To further explore immune interactions, Pearson correlation analysis was performed to examine the relationship between selected genes and CTL levels, assessing their impact on T cell activity within the tumor microenvironment.

Finally, the survival risk score was determined by calculating the z-score of each gene’s effect on death risk using the CoxPH model.

Proteomics level validation

Proteomics data from thyroid cancer samples22, including 83 pediatric benign (PB), 85 pediatric malignant (PM), and 66 adult malignant (AM) nodules, were used for further validation. All malignant samples were of the PTC pathological type. To reduce statistical bias, 1272 proteins with a missing value rate greater than 85% were excluded, resulting in a final dataset containing 9154 proteins.
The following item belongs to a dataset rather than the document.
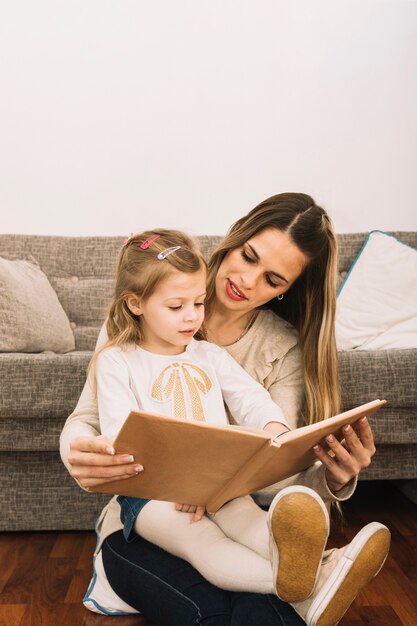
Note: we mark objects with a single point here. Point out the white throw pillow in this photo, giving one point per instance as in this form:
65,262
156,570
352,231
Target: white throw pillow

Data quality was assessed by evaluating the coefficient of variation (CV) across pooled samples and technical replicates. Missing values were excluded, and the protein abundance was log2-transformed for further analysis. Missing value imputation was performed using the NAguideR R package, with robust sequential imputation performed using the impsqrob method. The batch effect in the protein matrix was corrected using Combat, an empirical Bayes method implemented in the sva R package23. After imputation and correction, non-positive values were substituted with half of the minimum positive abundance for the corresponding protein. Each pair of technical replicates was averaged to create a single sample representing the mean protein abundance.

Differentially expressed proteins (DEPs) were identified with a fold change (FC) > 1.2.